En 1784, le gouvernement britannique finit par se rendre compte que la lourde imposition qu’il avait mise en place créait plus de problèmes qu’elle ne rapportait d’argent à l’état. Pour remédier à cela William Pitt, le nouveau premier ministre récemment élu, prit la décision de réduire la taxe de 119% à 12,5%. Ce qui rendit soudainement le thé légal abordable et fit pratiquement cesser la contrebande de thé du jour au lendemain.
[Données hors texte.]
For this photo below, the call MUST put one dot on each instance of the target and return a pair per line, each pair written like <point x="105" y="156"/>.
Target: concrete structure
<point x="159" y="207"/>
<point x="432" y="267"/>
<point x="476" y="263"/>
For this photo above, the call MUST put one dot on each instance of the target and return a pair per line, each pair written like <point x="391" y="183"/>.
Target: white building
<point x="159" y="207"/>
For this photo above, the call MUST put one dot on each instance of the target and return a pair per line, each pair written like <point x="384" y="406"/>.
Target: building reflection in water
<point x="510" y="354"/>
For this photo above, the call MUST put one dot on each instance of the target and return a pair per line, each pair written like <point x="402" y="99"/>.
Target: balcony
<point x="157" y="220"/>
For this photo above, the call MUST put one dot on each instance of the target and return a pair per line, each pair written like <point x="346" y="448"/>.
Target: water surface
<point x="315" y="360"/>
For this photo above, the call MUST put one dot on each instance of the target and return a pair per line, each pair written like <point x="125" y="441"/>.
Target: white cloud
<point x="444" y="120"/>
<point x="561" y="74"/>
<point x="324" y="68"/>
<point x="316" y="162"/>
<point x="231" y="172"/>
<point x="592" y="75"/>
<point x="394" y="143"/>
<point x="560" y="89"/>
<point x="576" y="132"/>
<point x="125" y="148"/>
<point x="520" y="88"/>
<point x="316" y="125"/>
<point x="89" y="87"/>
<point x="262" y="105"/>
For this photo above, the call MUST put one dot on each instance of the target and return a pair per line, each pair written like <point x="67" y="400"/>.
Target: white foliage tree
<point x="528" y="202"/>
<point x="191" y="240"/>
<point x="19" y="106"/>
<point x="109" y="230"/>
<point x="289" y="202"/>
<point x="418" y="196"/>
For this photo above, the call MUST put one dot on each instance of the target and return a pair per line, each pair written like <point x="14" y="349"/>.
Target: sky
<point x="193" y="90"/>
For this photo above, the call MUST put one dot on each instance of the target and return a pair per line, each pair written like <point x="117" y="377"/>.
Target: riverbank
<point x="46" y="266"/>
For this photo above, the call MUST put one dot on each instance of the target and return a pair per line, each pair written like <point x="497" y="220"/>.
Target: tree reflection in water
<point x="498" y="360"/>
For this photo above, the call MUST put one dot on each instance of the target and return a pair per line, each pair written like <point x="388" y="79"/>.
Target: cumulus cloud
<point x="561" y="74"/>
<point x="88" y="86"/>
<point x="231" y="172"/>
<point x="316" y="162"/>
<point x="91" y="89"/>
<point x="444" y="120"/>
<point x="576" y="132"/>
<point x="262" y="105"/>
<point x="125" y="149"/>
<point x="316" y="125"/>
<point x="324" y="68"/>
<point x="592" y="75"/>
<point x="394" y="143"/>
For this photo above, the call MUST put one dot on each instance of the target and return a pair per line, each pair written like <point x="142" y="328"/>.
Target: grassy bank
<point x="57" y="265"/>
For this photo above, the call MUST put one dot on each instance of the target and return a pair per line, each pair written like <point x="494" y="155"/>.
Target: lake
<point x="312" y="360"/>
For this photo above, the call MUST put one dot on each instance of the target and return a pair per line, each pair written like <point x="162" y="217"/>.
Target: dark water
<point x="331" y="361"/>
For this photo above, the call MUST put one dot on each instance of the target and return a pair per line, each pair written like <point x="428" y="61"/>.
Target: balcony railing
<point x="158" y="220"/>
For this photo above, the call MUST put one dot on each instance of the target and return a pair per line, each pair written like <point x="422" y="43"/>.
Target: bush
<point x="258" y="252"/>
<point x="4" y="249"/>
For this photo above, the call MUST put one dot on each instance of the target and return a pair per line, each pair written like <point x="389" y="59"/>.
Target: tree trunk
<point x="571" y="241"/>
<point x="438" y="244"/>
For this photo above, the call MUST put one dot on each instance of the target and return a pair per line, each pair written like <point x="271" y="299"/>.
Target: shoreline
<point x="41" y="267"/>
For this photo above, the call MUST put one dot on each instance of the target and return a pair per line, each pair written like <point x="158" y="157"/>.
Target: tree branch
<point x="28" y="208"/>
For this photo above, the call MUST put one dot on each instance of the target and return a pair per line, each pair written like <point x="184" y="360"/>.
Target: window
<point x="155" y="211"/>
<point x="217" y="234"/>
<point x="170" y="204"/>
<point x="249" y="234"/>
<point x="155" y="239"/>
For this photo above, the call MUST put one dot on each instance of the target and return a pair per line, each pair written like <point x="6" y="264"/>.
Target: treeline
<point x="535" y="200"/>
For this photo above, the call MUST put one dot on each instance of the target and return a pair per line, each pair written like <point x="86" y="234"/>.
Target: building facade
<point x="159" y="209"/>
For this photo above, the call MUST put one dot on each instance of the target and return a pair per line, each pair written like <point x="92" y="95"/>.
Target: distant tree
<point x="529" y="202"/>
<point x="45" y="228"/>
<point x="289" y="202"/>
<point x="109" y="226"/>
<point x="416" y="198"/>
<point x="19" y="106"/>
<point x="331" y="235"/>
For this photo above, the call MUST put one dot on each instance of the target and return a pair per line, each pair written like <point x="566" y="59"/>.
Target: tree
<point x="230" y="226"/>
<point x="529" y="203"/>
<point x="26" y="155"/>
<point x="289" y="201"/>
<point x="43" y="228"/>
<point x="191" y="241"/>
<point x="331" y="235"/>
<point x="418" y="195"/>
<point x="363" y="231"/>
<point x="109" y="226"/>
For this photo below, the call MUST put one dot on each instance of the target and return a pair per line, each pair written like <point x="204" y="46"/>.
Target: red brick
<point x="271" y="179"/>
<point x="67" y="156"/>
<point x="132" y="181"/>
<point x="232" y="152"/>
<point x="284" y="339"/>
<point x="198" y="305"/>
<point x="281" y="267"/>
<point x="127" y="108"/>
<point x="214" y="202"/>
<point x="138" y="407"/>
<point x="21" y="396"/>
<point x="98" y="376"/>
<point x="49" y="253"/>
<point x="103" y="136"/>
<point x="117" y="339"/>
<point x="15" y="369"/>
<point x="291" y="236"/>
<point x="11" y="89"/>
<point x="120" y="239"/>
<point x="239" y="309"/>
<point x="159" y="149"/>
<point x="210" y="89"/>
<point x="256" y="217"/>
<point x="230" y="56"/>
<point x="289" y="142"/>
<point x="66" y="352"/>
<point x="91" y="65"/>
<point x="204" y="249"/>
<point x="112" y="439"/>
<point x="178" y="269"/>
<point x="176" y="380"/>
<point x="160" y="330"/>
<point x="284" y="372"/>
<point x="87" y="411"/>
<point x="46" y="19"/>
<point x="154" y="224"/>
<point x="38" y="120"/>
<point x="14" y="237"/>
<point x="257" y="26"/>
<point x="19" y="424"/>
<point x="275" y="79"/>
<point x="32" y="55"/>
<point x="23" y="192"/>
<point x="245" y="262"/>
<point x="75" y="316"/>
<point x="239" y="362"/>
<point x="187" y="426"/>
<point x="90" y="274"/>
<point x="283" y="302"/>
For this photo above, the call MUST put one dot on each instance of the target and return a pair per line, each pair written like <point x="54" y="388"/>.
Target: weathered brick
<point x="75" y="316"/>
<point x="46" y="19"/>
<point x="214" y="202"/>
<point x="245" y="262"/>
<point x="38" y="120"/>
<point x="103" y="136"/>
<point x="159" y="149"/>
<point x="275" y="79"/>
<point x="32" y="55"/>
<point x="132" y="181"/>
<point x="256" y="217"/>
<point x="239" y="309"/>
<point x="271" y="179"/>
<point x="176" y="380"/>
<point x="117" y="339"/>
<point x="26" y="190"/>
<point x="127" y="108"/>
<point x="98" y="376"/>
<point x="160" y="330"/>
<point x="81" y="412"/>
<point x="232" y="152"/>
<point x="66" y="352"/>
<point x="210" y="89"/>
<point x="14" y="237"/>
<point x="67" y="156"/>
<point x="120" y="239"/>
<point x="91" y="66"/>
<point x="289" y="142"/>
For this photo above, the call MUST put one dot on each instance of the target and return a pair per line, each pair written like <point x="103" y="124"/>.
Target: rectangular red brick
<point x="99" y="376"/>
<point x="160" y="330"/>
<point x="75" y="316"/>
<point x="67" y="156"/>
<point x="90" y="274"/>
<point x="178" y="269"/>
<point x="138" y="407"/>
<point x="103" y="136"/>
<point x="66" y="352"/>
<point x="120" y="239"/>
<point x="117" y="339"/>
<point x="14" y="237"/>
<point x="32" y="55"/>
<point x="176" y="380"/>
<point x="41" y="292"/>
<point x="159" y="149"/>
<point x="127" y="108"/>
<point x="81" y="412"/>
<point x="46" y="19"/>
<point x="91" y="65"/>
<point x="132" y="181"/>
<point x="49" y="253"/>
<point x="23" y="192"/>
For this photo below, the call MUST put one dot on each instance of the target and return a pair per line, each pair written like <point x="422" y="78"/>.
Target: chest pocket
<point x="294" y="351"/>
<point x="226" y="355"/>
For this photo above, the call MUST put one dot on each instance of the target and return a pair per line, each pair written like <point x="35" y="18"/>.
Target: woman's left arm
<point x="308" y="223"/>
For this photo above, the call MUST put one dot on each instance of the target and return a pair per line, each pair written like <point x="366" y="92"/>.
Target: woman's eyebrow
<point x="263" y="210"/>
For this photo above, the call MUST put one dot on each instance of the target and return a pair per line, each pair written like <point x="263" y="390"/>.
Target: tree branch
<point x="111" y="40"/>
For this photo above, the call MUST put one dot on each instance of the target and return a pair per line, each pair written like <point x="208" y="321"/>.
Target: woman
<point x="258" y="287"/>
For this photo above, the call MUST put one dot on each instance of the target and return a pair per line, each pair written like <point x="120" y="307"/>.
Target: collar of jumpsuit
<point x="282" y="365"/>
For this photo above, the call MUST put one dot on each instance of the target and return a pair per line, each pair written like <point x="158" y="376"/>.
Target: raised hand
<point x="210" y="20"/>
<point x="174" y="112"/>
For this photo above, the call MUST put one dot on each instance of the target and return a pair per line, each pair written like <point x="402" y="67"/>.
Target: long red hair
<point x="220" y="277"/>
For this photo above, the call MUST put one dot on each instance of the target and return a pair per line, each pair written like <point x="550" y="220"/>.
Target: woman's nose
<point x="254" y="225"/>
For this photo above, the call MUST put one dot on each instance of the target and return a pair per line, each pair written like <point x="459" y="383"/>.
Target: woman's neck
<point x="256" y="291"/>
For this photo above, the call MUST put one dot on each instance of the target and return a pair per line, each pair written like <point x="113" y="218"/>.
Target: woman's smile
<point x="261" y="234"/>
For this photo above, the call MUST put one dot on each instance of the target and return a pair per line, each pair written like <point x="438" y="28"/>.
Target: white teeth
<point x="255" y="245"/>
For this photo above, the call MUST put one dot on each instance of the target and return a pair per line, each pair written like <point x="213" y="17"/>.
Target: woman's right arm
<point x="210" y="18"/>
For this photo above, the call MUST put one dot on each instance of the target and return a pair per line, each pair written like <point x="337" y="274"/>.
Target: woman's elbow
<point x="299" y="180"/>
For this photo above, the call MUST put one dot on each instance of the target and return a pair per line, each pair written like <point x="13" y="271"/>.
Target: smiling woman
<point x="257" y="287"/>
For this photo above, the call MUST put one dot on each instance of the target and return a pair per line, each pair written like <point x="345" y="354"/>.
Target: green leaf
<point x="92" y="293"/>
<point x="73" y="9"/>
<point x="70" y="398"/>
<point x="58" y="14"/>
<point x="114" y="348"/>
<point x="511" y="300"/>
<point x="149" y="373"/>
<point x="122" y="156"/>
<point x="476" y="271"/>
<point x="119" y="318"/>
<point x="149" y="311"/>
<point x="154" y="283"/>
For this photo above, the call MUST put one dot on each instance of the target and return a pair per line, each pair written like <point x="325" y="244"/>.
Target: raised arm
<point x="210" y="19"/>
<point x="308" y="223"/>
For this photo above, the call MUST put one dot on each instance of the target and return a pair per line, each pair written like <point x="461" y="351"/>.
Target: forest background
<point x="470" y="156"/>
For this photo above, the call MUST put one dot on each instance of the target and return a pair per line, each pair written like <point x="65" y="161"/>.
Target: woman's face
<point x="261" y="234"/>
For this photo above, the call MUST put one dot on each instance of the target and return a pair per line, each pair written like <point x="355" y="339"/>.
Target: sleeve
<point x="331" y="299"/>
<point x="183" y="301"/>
Le thé était redevenu une boisson abordable en Grande-Bretagne, et une nouvelle interrogation apparue, les gens se demandaient si boire du thé était réellement bon pour la santé. Ainsi, certains riches philanthropes craignaient qu’une consommation excessive de thé au sein de la classe ouvrière conduise à la faiblesse et à la mélancolie. Mais ils ne se préoccupaient pas de la popularité croissante du thé parmi les classes aisées, pour qui la «force de travail» était moins importante.

Le débat a commencé au XIXe siècle, mais a véritablement pris fin au milieu du XXe siècle, lorsqu’une nouvelle génération de philanthropes fortunés comprit les bienfaits que procurait la consommation de thé. Leur envie que les classes ouvrières aillent de l’avant était telle, que le thé était régulièrement offert sur les lieux de travail des ouvriers en remplacement de l’alcool.

5. Le thé de nos jours

De nos jours le thé est consommé sur tous les continents et un nouvel élément moderne est apparu, le sachet de thé. Cette récente invention apparue aux USA au début du XXe siècle, a mit un certain temps à se faire connaitre si bien que les ventes n’ont vraiment décollé que dans les années 1970 en Grande-Bretagne. De nos jours, il serait difficile pour de nombreuses personnes de se passer de ces controversés sachets.

Et encore aujourd’hui, ce sont les britanniques qui dominent le marché du thé, bien que l’Empire colonial britannique ait été démantelé, les entreprises anglaises continuent de jouer un rôle de premier plan dans le commerce mondial du thé et les marques britanniques dominent encore aujourd’hui le marché mondial du thé.